Sustainability in the lead role Pressing issues such as climate change and a shortage of raw materials require innovative and reliable solutions. As a leading water specialist, Evides Industriewater is always working on modern, environmentally-friendly technologies such as the re-use of waste water and the extraction of raw materials from waste water. Asset management is also an important part of our strategy so that our water plants or those of our customers last for longer, are very flexible and can produce in a sustainable way.
E4Water Dow/Solvic: Economical, Ecological, Efficient
Evides Industriewater is a partner in the E4Water project. E4Water stands for Economically, Ecologically, Efficient Water Management in the European chemical industry. It is a joint venture between 19 European companies and (research) institutions that is aimed at making a breakthrough in the field of integral and energy efficient water management. Evides Industriewater is taking part in two pilot projects: Mild desalination at Dow Terneuzen and an Industrial experimental garden at Solvic in Antwerp.
Mild desalination (Dow)
In the pilot project with Dow, Evides is working together with the Delft University of Technology, TNO and FNHW (Fachhochschule NordWest Schweiz) and, of course, Dow Terneuzen. The aim of the project is to create freshwater quality from the brackish water flows currently being discharged that can be used in a multifunctional way – for example, as a raw material for preparing demiwater or as irrigation water in agriculture.
The project started by creating factsheets for the different purification techniques. This involved both pre-treatment processes and desalination techniques. These factsheets are short descriptions of the technologies with key figures for energy and chemical use, costs and design parameters. Based on these factsheets, the technologies are first tested on a laboratory scale and it is then decided how and where to apply the technologies. The pilot hall at the DECO location close to Dow Benelux, where demiwater and cooling water are produced, was partly built for this purpose and is now ready to be fitted out.
Besides various purification techniques, a number of water sources are also being used in the pilot. One of these is discharge water from the cooling towers of Dow and Elsta. Because Elsta’s cooling towers are just a stone’s throw from the pilot hall, we wish to test this water. The various chemicals that are used in the cooling water treatment constitute a challenge in the trial aimed at desalinating this water.
At Solvic in Antwerp, a pilot in the area of waste water has been running for some time. At Solvic, the aim is to upgrade various waste water flows to a demiwater quality that can be deployed in Solvic’s production process. Sustainability and cost-effectiveness are important factors in this process. Solvic has stated that it wants to save 20% to 60% on drinking water collection. On this project, Solvic is working together with Vito, the Flemish Institute for Technological Research.
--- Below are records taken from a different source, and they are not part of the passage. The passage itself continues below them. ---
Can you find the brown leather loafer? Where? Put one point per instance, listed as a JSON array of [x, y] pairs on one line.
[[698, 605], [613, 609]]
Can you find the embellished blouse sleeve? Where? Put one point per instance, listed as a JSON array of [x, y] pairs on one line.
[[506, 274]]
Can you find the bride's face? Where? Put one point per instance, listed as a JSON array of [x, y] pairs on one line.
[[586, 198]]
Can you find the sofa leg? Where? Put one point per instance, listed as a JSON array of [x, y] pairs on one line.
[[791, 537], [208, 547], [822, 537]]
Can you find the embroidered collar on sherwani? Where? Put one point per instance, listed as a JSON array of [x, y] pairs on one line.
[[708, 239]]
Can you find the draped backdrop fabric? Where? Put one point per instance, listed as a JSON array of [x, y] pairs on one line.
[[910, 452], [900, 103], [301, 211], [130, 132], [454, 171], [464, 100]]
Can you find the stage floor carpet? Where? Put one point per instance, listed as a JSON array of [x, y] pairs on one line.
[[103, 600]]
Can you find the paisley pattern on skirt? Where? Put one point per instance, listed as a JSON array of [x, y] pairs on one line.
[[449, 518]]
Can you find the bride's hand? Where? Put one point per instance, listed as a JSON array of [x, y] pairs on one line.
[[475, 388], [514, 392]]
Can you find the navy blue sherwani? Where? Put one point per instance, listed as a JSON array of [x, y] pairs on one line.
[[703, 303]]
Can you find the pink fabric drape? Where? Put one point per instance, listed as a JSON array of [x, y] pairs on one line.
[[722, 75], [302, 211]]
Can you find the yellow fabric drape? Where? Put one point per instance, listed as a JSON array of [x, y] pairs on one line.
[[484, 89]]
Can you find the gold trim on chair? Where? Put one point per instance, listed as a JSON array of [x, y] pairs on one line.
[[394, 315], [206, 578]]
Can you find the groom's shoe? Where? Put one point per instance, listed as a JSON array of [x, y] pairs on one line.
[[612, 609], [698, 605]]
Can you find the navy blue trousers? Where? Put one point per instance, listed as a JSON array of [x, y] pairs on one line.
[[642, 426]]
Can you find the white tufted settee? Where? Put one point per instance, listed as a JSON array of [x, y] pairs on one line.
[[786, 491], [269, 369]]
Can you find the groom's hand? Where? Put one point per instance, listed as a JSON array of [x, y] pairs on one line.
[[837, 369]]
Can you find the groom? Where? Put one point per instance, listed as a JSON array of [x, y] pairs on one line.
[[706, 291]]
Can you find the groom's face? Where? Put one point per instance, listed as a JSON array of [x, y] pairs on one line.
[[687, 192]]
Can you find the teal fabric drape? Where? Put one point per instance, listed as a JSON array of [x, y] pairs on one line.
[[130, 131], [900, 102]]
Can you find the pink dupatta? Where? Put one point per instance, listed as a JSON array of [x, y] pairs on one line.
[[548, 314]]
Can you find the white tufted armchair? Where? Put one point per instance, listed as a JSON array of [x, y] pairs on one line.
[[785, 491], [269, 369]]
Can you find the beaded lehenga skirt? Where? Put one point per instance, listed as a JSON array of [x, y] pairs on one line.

Researchers soon noticed that the salt content of the waste water had increased. Drinking water had to be added to create good quality demiwater. Instead of drinking water, an alternative water source is being sought, namely the water from the port (Quay water). This water must first be desalinated before it can be deployed. Use of the alternative water source is consistent with Solvic’s aim to use less drinking water in the production process.
In July 2015, the study with the desalination pilot was completed and the technologies for the treatment of the Quay water for Solvic will soon be deployed. In order to apply the treatment at Solvic, the plant is being dismantled, rebuilt and adapted.